Contrary to earlier perceptions that African economies were least exposed to the fallout from the financial crisis afflicting Western banks and other financial institutions, due to absence of direct linkages with developed markets, a recent escalation in the number of troubled companies has resulted in hard times for many African countries.
Numerous layoffs in businesses within Europe and the United States of America have diminished remittances to Africa faster than projected while a drastic increase in company failures has caused sharp reductions in FDI.
Declining exports in some countries like Angola are anticipated to cause serious budgetary problems, owing to lack of viable alternatives for government revenue.
However, the bank believes that fast-tracked aid money for infrastructure projects will help maintain economic stability for most of Africa, particularly in countries with limited fallback resources like Uganda.
Uganda’s aid dependency is estimated at 28 per cent but limited export revenues over the years have led to minimal foreign exchange reserves.
On average, the reserves are projected to cover only five months of imports of goods and services.
Lack of swift intervention is likely to erode Africa’s economic growth.
‘Exporting countries like Botswana, Angola and Sierra Leone are already suffering from the credit crunch through reduced earnings and tax collections.
Africa’s economic forecast for 2009 was originally 6.4 per cent but is down to 3.5 per cent. “It could drop by another 1.5 per cent if no action is taken,” said Katryn Obiageli Ezekwesili, World Bank vice president for the Africa region.

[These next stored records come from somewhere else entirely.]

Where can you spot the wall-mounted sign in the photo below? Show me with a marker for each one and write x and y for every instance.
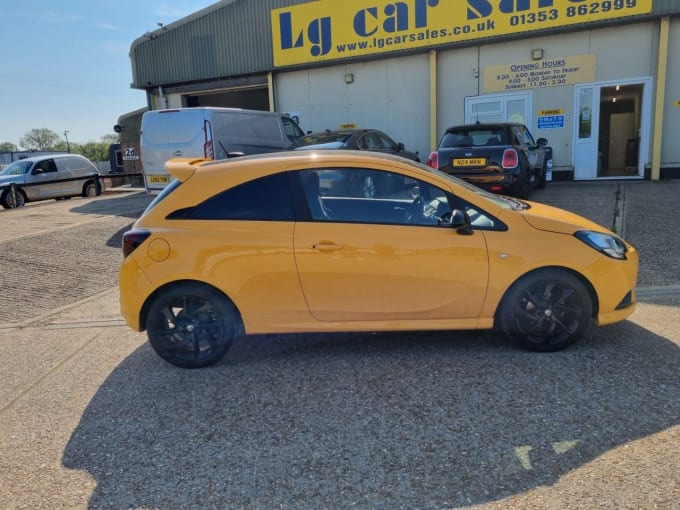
(555, 72)
(332, 30)
(550, 122)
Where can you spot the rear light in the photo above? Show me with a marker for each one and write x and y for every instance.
(510, 158)
(433, 160)
(208, 149)
(132, 239)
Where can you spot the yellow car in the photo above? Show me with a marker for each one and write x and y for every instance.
(287, 242)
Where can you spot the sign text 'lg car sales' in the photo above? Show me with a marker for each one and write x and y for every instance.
(332, 30)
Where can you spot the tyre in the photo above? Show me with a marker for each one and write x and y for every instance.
(192, 325)
(11, 199)
(546, 310)
(91, 189)
(543, 177)
(521, 187)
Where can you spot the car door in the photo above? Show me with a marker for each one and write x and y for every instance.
(366, 260)
(43, 180)
(70, 172)
(534, 155)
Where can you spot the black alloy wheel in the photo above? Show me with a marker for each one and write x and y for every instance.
(192, 325)
(13, 198)
(547, 310)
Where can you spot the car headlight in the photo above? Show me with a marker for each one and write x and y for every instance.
(608, 244)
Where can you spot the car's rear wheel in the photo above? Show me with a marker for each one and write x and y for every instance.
(543, 177)
(521, 187)
(191, 325)
(13, 198)
(547, 310)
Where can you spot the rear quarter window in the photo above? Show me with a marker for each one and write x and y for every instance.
(172, 126)
(265, 199)
(75, 164)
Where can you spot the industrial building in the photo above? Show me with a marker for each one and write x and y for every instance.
(594, 77)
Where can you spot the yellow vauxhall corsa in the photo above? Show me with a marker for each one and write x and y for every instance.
(292, 242)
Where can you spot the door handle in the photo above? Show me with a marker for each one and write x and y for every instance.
(326, 246)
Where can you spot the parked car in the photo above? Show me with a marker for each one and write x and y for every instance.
(359, 139)
(499, 157)
(45, 177)
(251, 246)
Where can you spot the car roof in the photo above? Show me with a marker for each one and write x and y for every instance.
(350, 131)
(182, 168)
(33, 159)
(485, 125)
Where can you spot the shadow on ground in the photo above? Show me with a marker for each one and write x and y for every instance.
(130, 205)
(429, 420)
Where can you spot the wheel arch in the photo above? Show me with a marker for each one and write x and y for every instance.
(589, 287)
(91, 180)
(143, 313)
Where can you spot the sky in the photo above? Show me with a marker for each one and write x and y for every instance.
(65, 65)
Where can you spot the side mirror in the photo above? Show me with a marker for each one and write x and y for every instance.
(460, 220)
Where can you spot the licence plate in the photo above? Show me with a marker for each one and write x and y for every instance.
(469, 162)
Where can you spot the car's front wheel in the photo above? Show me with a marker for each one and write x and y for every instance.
(191, 325)
(547, 310)
(12, 198)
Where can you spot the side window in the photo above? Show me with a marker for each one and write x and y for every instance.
(354, 195)
(264, 199)
(292, 130)
(479, 219)
(45, 166)
(386, 143)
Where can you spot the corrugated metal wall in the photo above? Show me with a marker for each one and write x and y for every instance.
(231, 38)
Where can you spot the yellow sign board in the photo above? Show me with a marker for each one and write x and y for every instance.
(331, 29)
(555, 72)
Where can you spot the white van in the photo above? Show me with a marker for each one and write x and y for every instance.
(208, 132)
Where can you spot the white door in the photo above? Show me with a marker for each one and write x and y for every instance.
(586, 129)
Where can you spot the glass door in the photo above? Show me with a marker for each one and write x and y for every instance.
(586, 128)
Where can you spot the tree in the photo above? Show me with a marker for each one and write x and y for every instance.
(39, 139)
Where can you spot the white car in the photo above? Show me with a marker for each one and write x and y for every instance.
(45, 177)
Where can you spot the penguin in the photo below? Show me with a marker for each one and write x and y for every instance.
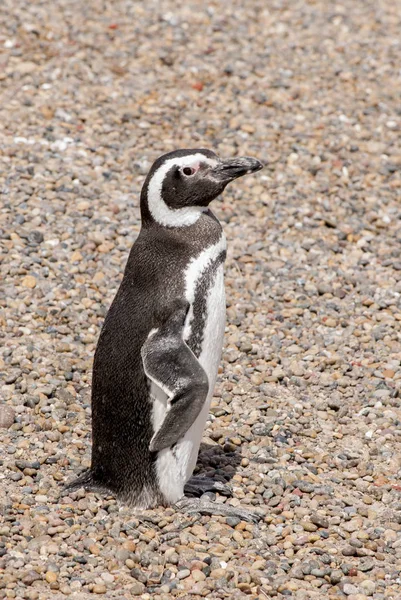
(158, 352)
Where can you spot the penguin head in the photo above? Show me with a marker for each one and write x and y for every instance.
(181, 184)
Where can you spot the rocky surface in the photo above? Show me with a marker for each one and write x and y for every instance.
(306, 419)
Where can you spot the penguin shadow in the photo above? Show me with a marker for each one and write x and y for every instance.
(215, 468)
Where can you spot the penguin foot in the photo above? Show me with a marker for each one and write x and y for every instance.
(207, 507)
(197, 486)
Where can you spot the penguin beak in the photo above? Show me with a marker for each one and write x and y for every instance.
(228, 170)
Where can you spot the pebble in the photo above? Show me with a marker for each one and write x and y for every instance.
(7, 416)
(304, 424)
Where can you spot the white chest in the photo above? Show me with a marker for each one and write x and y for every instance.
(175, 466)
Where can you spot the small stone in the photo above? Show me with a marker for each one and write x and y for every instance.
(183, 574)
(30, 577)
(99, 588)
(218, 573)
(51, 576)
(7, 416)
(320, 520)
(304, 486)
(336, 576)
(368, 587)
(308, 526)
(349, 589)
(29, 281)
(137, 588)
(349, 551)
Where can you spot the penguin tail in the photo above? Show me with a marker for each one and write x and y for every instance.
(84, 480)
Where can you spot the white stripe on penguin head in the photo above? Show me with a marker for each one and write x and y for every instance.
(174, 217)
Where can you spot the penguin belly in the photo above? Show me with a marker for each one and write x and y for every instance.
(174, 466)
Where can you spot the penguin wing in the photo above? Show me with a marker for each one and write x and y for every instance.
(170, 364)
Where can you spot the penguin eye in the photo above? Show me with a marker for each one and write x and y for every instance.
(188, 171)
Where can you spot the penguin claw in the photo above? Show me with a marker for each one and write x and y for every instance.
(197, 486)
(205, 507)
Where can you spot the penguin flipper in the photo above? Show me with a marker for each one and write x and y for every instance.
(171, 364)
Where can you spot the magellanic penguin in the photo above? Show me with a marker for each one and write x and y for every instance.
(158, 353)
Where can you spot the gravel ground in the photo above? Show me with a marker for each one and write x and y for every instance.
(305, 424)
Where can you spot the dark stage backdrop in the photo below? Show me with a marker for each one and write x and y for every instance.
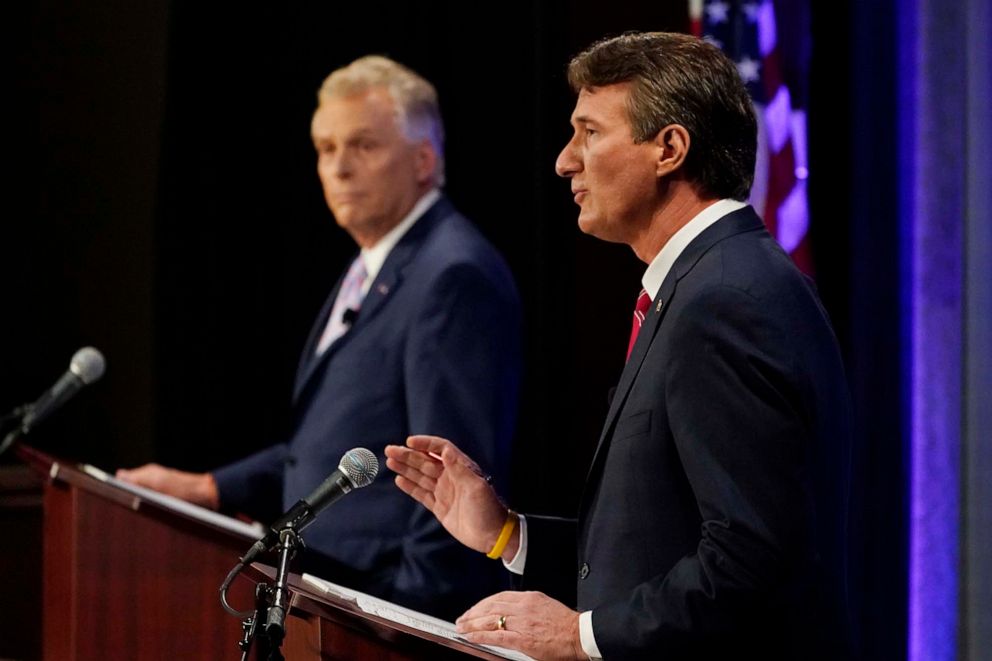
(164, 207)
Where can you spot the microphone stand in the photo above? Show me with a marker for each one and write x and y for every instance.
(272, 602)
(15, 433)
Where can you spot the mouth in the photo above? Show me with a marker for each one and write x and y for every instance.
(345, 198)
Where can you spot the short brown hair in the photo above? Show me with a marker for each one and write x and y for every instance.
(679, 79)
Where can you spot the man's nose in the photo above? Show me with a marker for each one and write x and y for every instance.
(567, 164)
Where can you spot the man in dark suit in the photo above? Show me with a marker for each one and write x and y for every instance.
(712, 520)
(421, 335)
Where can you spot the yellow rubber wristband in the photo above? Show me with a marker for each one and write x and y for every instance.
(504, 535)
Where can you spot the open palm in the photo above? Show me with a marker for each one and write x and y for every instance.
(450, 484)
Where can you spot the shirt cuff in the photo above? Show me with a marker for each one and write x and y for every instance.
(516, 565)
(586, 637)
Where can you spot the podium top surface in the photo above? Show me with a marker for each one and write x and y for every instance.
(93, 480)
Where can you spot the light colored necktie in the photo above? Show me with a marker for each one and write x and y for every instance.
(349, 298)
(640, 309)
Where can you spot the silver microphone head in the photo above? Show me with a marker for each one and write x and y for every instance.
(360, 465)
(88, 364)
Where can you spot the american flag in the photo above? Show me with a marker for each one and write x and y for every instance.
(771, 57)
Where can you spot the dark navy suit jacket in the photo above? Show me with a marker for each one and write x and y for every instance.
(712, 521)
(435, 349)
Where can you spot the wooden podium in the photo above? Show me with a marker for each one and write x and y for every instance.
(131, 577)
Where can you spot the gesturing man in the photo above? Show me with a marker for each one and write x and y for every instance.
(712, 520)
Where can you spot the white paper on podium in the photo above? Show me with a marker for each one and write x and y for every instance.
(405, 616)
(250, 531)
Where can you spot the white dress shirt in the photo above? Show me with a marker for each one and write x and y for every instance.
(652, 280)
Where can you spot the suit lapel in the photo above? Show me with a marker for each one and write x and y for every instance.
(386, 282)
(743, 220)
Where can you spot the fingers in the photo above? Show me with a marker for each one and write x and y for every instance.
(406, 461)
(425, 443)
(497, 604)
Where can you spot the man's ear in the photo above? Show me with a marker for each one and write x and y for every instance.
(673, 146)
(424, 161)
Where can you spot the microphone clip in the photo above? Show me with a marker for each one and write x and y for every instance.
(268, 621)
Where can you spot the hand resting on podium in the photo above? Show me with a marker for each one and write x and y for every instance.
(197, 488)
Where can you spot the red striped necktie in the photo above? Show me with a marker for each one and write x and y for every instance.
(641, 309)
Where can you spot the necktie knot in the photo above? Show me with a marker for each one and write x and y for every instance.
(640, 311)
(347, 303)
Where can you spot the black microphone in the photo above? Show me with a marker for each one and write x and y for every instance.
(87, 366)
(357, 469)
(349, 316)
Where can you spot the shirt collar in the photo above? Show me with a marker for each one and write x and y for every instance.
(659, 267)
(375, 256)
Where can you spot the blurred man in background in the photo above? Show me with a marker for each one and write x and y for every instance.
(420, 335)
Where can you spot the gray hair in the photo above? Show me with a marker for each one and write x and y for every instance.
(417, 110)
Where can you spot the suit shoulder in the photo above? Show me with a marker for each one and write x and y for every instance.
(455, 244)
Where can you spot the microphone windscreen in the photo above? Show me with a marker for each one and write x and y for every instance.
(360, 465)
(88, 364)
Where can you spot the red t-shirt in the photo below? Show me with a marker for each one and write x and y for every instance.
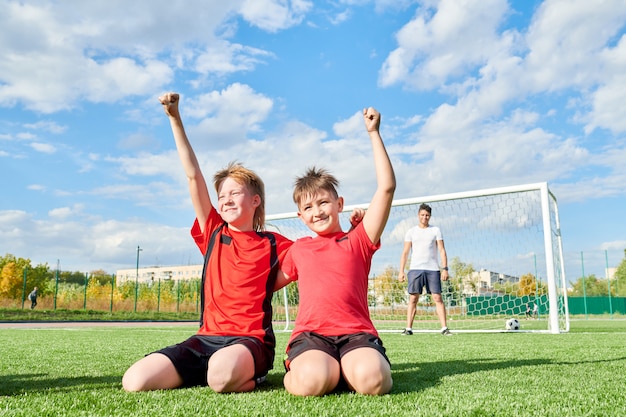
(332, 273)
(238, 288)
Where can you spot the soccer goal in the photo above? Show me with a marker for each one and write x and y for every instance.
(505, 261)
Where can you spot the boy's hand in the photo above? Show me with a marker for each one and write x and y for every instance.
(372, 119)
(356, 217)
(170, 103)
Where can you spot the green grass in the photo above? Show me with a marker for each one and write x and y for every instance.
(26, 315)
(77, 372)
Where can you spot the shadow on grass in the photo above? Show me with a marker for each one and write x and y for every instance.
(33, 383)
(413, 377)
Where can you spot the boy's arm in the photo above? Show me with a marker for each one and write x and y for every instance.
(197, 185)
(378, 210)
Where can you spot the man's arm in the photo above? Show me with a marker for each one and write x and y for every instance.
(378, 210)
(444, 260)
(197, 185)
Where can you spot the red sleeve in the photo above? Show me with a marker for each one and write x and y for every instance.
(214, 220)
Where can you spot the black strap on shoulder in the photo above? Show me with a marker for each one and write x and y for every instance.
(269, 289)
(207, 255)
(271, 278)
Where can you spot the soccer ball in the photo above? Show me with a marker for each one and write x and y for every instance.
(512, 324)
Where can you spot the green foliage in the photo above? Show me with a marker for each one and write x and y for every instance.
(387, 290)
(620, 277)
(590, 286)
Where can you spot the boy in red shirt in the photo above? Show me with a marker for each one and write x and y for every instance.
(234, 348)
(334, 337)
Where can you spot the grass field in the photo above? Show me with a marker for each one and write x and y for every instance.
(77, 372)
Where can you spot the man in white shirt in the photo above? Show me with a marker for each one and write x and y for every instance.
(424, 241)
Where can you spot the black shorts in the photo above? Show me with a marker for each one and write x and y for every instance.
(335, 346)
(191, 357)
(420, 279)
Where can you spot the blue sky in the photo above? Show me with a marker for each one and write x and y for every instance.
(474, 94)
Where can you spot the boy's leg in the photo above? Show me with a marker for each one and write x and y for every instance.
(231, 369)
(366, 371)
(312, 373)
(155, 371)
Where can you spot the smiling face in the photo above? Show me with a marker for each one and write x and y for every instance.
(424, 218)
(236, 204)
(320, 212)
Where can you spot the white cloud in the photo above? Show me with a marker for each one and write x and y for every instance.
(429, 52)
(221, 57)
(274, 15)
(43, 147)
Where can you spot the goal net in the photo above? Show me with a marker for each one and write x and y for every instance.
(505, 261)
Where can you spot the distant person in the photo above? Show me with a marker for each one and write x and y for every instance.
(234, 347)
(424, 242)
(334, 340)
(33, 298)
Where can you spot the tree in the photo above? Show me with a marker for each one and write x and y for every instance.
(12, 276)
(461, 275)
(528, 285)
(593, 286)
(619, 281)
(387, 289)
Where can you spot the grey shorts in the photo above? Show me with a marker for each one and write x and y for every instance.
(420, 279)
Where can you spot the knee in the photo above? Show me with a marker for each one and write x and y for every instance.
(131, 382)
(220, 381)
(309, 382)
(371, 381)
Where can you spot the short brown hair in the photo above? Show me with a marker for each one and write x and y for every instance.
(252, 181)
(312, 181)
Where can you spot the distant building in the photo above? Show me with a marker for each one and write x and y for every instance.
(484, 281)
(154, 273)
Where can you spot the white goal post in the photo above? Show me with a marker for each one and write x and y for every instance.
(504, 255)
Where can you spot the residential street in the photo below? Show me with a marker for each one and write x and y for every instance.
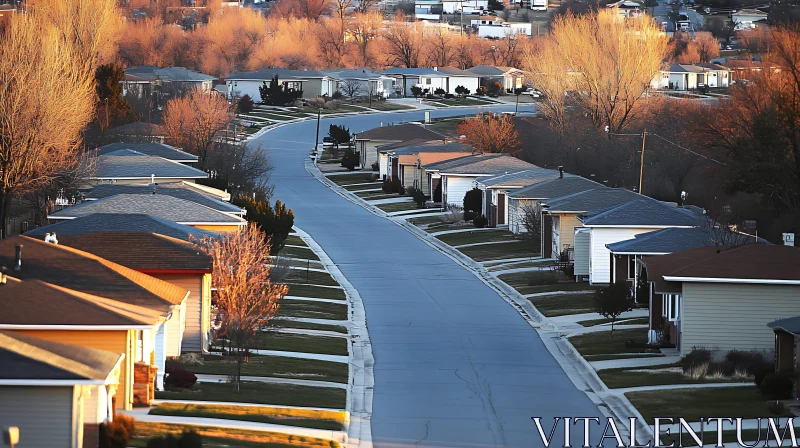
(455, 365)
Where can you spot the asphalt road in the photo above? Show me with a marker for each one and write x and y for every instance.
(455, 366)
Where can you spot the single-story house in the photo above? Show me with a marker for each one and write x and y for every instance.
(158, 205)
(146, 79)
(496, 190)
(406, 78)
(509, 77)
(622, 222)
(457, 176)
(149, 149)
(173, 260)
(724, 299)
(312, 83)
(367, 142)
(121, 222)
(457, 77)
(56, 394)
(188, 191)
(532, 195)
(126, 166)
(358, 83)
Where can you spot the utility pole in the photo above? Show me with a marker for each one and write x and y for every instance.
(641, 163)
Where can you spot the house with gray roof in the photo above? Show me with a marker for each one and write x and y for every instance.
(181, 190)
(457, 176)
(161, 206)
(150, 149)
(311, 82)
(126, 166)
(605, 226)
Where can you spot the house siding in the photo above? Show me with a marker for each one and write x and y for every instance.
(728, 317)
(43, 415)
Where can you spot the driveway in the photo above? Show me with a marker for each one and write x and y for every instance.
(455, 365)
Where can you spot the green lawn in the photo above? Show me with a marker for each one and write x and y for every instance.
(283, 323)
(607, 345)
(315, 292)
(299, 252)
(304, 418)
(274, 366)
(227, 437)
(397, 206)
(651, 376)
(478, 236)
(262, 393)
(311, 277)
(289, 342)
(485, 252)
(692, 404)
(563, 304)
(312, 310)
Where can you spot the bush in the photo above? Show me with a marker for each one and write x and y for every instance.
(777, 386)
(417, 195)
(117, 433)
(351, 159)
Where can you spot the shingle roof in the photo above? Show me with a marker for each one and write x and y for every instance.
(584, 201)
(178, 190)
(642, 212)
(127, 164)
(149, 149)
(480, 164)
(520, 179)
(158, 205)
(85, 272)
(145, 252)
(34, 302)
(555, 187)
(121, 222)
(676, 239)
(29, 358)
(399, 132)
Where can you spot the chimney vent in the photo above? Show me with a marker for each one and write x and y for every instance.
(18, 258)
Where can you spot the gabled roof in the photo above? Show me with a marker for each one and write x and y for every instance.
(150, 253)
(749, 263)
(480, 165)
(35, 303)
(180, 190)
(642, 212)
(555, 187)
(149, 149)
(158, 205)
(399, 132)
(128, 164)
(584, 201)
(81, 271)
(121, 222)
(676, 239)
(519, 179)
(29, 358)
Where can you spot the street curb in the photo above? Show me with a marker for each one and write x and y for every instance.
(358, 430)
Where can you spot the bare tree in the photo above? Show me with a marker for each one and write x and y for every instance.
(194, 122)
(247, 296)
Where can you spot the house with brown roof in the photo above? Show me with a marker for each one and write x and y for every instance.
(56, 394)
(125, 290)
(172, 260)
(723, 299)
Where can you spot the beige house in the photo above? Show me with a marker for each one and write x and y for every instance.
(723, 299)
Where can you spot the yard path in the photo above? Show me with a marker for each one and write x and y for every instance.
(455, 365)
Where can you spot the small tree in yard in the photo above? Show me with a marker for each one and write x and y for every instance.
(613, 300)
(247, 298)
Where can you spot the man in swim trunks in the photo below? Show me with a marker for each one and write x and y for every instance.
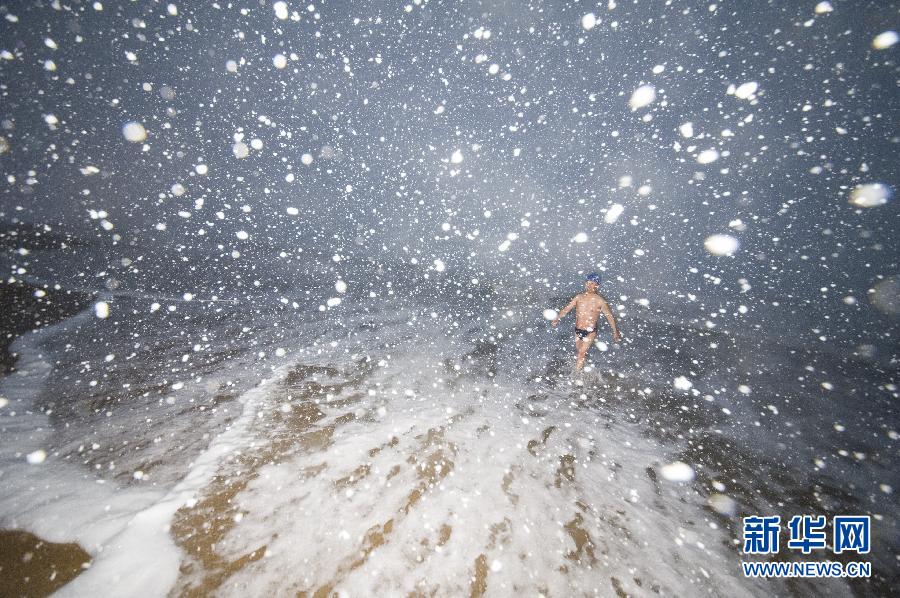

The bank has already proposed a Vulnerability Fund for developing countries in need of financial rescue but cannot afford bank bailouts and fiscal deficits.
It would require a 0.7 per cent contribution by each developed country based on its stimulus package.
The USA’s possible contribution alone is estimated at $6billion.
Remittance flows have reportedly exhibited the most significant exposure to the global economic crisis.
Kenya, for instance, registered $1billion in remittance income during 2007, but was forced to cut its growth forecast for 2008 by a half. Rising pressure from the prevailing crisis has seen its projected growth for 2009 reduced to zero.
It is partly because of such grim indicators that the World Bank has identified Kenya for increased support alongside Ghana, Zambia, and the Comoros mainly for infrastructure, education and health programmes.